Enflasyon maliyetsiz düşmüyor

TCMB’nin TL tasarrufları cazip kılacak yeni araçlar üzerinde çalıştığını öğrendik. Bunun süper bono olmadığını, kamuya yük getirilmek istenmediğini öğrendik. Faizi düşük tutalım, büyüyelim, hazineye yük olmayalım ve enflasyonu düşürelim. Enflasyonu indirirken hiçbir yük almak istemiyoruz ama maalesef bu çok olası değil. Umarım böyle bir araç bulunur ama büyüme ve kamuya yük olmamak öncelik olduğuna göre enflasyon yine en fazla yara alabilecek yer gibi görünüyor.
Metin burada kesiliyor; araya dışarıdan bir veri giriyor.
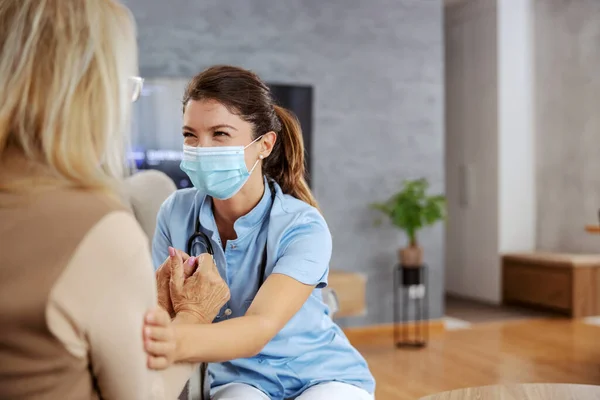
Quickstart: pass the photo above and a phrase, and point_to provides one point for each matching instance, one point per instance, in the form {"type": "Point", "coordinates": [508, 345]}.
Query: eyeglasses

Küresel piyasalarda pozitif reel faiz dönemi

Biz içeride güçlenen enflasyon dinamiklerinden bahsediyoruz, dünya dezenflasyonu konuşuyor. Son bir yılda gerileyen enerji ve gıda fiyatları ile beraber manşet enflasyon ABD ve AB’de yüzde 9-10’lu rakamlardan yüzde 3-5 seviyelerine düştü. Enerji ve gıda hariç izlenen çekirdek enflasyon da inişe geçti ama daha yavaş hareket ediyor. Yüzde 5’li seviyelerde dolanıyor. Artan jeopolitik gerginlikler ile yükselen enerji ve gıda fiyatları manşette yönü tekrar yukarıya çevirebilir. Bu nedenle başta Fed olmak üzere MB’ler sıkı duruşlarını sürdürüyor. 2008 krizinden sonra sık sık negatif reel faiz ile yürüyen Fed bir süredir pozitif reel faiz dönemine geçmiş durumda. Bundan sonra yeni normal de başta ECB olmak üzere pozitif reel faiz süreci olabilir. Böyle bir durum oluşursa, bizim açımızdan da pozitif reel faiz baskısını arttıracaktır.